How-To: Haus besetzen in 10 Schritten

1. Freund*innen, Genoss*innen, Arbeitskolleg*innen und Mitschüler*innen ansprechen; Vernetzung starten/organisieren.

2. Durch die Straßen gehen und (ein) leerstehendes Haus aussuchen. 

3. Das infrage kommende Hausbesichtigen (marodes Dach/Treppenhaus, Schimmel/feuchte Stellen,sanitäre Anlagen, Elektrizität, …) und schauen, dass keine anderen Menschen darin leben. 

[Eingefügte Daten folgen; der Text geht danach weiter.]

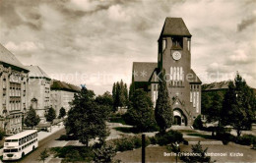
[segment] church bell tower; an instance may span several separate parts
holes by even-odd
[[[158,70],[165,80],[174,125],[192,125],[201,114],[201,81],[191,69],[191,37],[181,18],[166,18],[159,38]]]

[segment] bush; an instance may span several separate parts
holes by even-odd
[[[199,153],[199,155],[191,155],[191,156],[186,156],[186,155],[181,155],[180,159],[184,162],[211,162],[211,156],[207,156],[207,150],[208,148],[203,149],[202,145],[200,144],[200,141],[198,141],[197,144],[192,145],[191,147],[192,153]],[[184,153],[189,153],[185,151]]]
[[[63,162],[92,161],[95,157],[93,149],[86,146],[52,147],[54,157],[64,158]]]
[[[150,139],[151,144],[157,144],[158,143],[156,136],[150,136],[149,139]]]
[[[183,140],[184,145],[188,145],[188,141],[186,139]]]
[[[198,130],[203,129],[203,122],[201,120],[201,115],[198,115],[197,118],[195,119],[195,121],[193,123],[193,128],[198,129]]]
[[[182,142],[184,140],[183,135],[177,131],[168,131],[164,134],[157,134],[156,139],[160,145],[167,145],[173,142]]]
[[[70,135],[61,135],[60,137],[56,140],[77,140],[78,137],[75,136],[70,136]]]
[[[217,139],[223,140],[224,144],[227,144],[229,141],[235,141],[236,137],[229,133],[219,133],[216,136]]]

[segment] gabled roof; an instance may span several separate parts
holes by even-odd
[[[43,72],[38,66],[26,66],[30,70],[30,78],[44,78],[50,80],[49,76]]]
[[[228,81],[224,81],[220,82],[204,83],[202,85],[202,90],[227,89],[228,82]]]
[[[202,83],[201,80],[197,77],[197,75],[195,74],[195,72],[192,69],[190,69],[190,75],[191,76],[187,77],[189,82]]]
[[[158,67],[155,62],[133,62],[134,82],[149,82],[152,73]]]
[[[15,57],[13,53],[7,50],[1,43],[0,43],[0,63],[7,64],[14,66],[16,68],[23,69],[28,71],[25,66]]]
[[[178,35],[178,36],[188,36],[191,37],[185,23],[182,18],[166,18],[164,25],[162,27],[160,36],[170,36],[170,35]]]
[[[81,90],[79,86],[76,86],[71,83],[67,83],[61,81],[53,80],[50,85],[51,90],[65,90],[65,91],[72,91],[72,92],[78,92]]]

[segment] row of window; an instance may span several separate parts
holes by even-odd
[[[184,81],[184,71],[182,67],[170,67],[170,81]]]
[[[19,145],[22,145],[22,144],[28,142],[29,140],[35,138],[36,136],[37,136],[37,133],[33,133],[33,134],[29,135],[29,136],[26,136],[19,139]]]
[[[171,48],[183,48],[183,37],[171,37],[172,47]],[[187,38],[187,49],[190,51],[190,38]],[[162,39],[161,42],[161,51],[164,51],[167,48],[167,39]]]
[[[10,101],[10,110],[21,110],[22,109],[22,103],[21,99],[20,100],[14,100]]]

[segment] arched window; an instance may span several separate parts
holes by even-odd
[[[37,99],[36,98],[32,99],[32,108],[37,109]]]

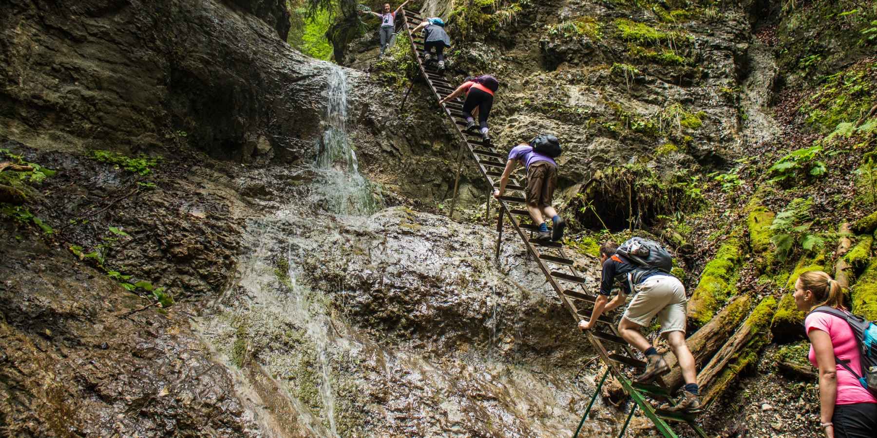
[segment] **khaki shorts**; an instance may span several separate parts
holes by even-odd
[[[551,207],[551,199],[557,187],[557,167],[547,161],[537,161],[527,169],[527,203],[537,207]]]
[[[652,275],[634,286],[637,294],[624,311],[624,318],[643,327],[648,327],[658,315],[660,332],[685,333],[685,311],[688,300],[685,286],[679,279],[670,275]]]

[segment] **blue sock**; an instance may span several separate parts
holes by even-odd
[[[685,391],[688,391],[688,392],[691,392],[692,394],[695,395],[699,395],[697,393],[698,392],[697,384],[685,384]]]

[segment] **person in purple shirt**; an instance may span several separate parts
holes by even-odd
[[[533,223],[539,227],[536,240],[555,242],[560,240],[567,224],[551,205],[554,188],[557,187],[557,163],[551,157],[533,151],[533,146],[526,143],[511,148],[509,152],[509,160],[505,163],[505,170],[499,180],[499,188],[494,191],[494,197],[498,199],[505,193],[509,175],[518,164],[524,165],[527,169],[527,190],[524,193],[524,199],[527,200],[530,217],[533,219]],[[548,226],[545,223],[545,217],[551,217],[553,223],[552,231],[548,231]]]

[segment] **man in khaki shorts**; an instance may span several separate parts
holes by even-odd
[[[668,410],[700,413],[702,409],[698,396],[695,358],[685,343],[685,310],[688,303],[685,286],[679,279],[657,270],[636,272],[641,275],[637,275],[638,283],[634,284],[633,274],[644,268],[617,254],[617,249],[618,245],[612,242],[607,242],[600,247],[600,263],[602,265],[600,294],[595,300],[591,320],[589,321],[582,320],[579,322],[579,328],[582,330],[593,328],[603,311],[624,305],[627,295],[631,292],[632,286],[636,295],[621,318],[618,334],[628,343],[645,353],[648,359],[645,371],[634,378],[634,381],[651,383],[660,375],[670,371],[664,357],[659,354],[639,332],[641,328],[648,327],[657,315],[658,321],[660,321],[660,334],[667,339],[673,354],[676,356],[679,366],[682,369],[682,378],[685,380],[682,398],[675,406],[668,406]],[[621,283],[622,291],[610,301],[609,297],[617,280]]]
[[[554,188],[557,187],[557,163],[551,157],[533,150],[533,146],[526,143],[511,148],[505,170],[499,180],[499,188],[494,191],[494,197],[498,199],[505,193],[509,175],[518,164],[524,165],[527,169],[527,191],[524,193],[524,199],[533,224],[539,227],[536,240],[560,240],[567,223],[551,205]],[[551,231],[548,231],[548,225],[545,223],[546,217],[550,217],[553,223]]]

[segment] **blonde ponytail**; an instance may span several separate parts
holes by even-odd
[[[802,288],[813,293],[813,300],[817,303],[814,307],[829,306],[845,308],[844,291],[831,275],[822,271],[808,271],[798,278],[801,279]]]

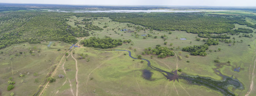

4. Einen Termin für die Besetzung aussuchen. 

5. Transpis malen, evtl. Texte und Pressemitteilungen vorbereiten, dafür sorgen, dass am Tag der Besetzung eine breite Öffentlichkeit dahinter steht/davon mitbekommt, sodass diese supporten kann.

6. Online oder in kleinen Läden bereits registrierte Sim-Karten und billige Handys, um kommunizieren zu können,sowie eventuell eine Kamera besorgen, um Fortschritte im und um das Haus zu dokumentieren.

7. Schlafzeug, Hygienebedarf, Erste-Hilfe-Zeug, Kerzen, Werkzeug (Säge, Hammer, Schraubendreher), gegebenenfalls Verbarrikadierungsmaterial (Nägel, Schrauben, Holzplatten, Gitter) und ein bisschen Essen sowie Wasser sollten im Haus nicht fehlen.

8. Haus betreten, verbarrikadieren, für Sichtschutz und Vermummungsmaterial sorgen, die Transpis raushängen unddie Besetzung öffentlich machen!

9. Auf Unterstützungwarten, sich über Support freuen und wie er den Cops das Leben schwer macht.Versuchen, das Haus zu halten!

10. Ein neuer Freiraum ist entstanden. Besetzt-Mal-Reader:https://besetzen.noblogs.org/files/2019/01/besetzmalreader.pdf 

Bringt euch ein in den Sommer der Besetzungen! Organisiert euch! Startet Aktionen, informiert Nachbar*innen über die Wohnungssituation, werdet (gemeinsam) aktiv,…! Nehmen wir uns das, was uns zusteht!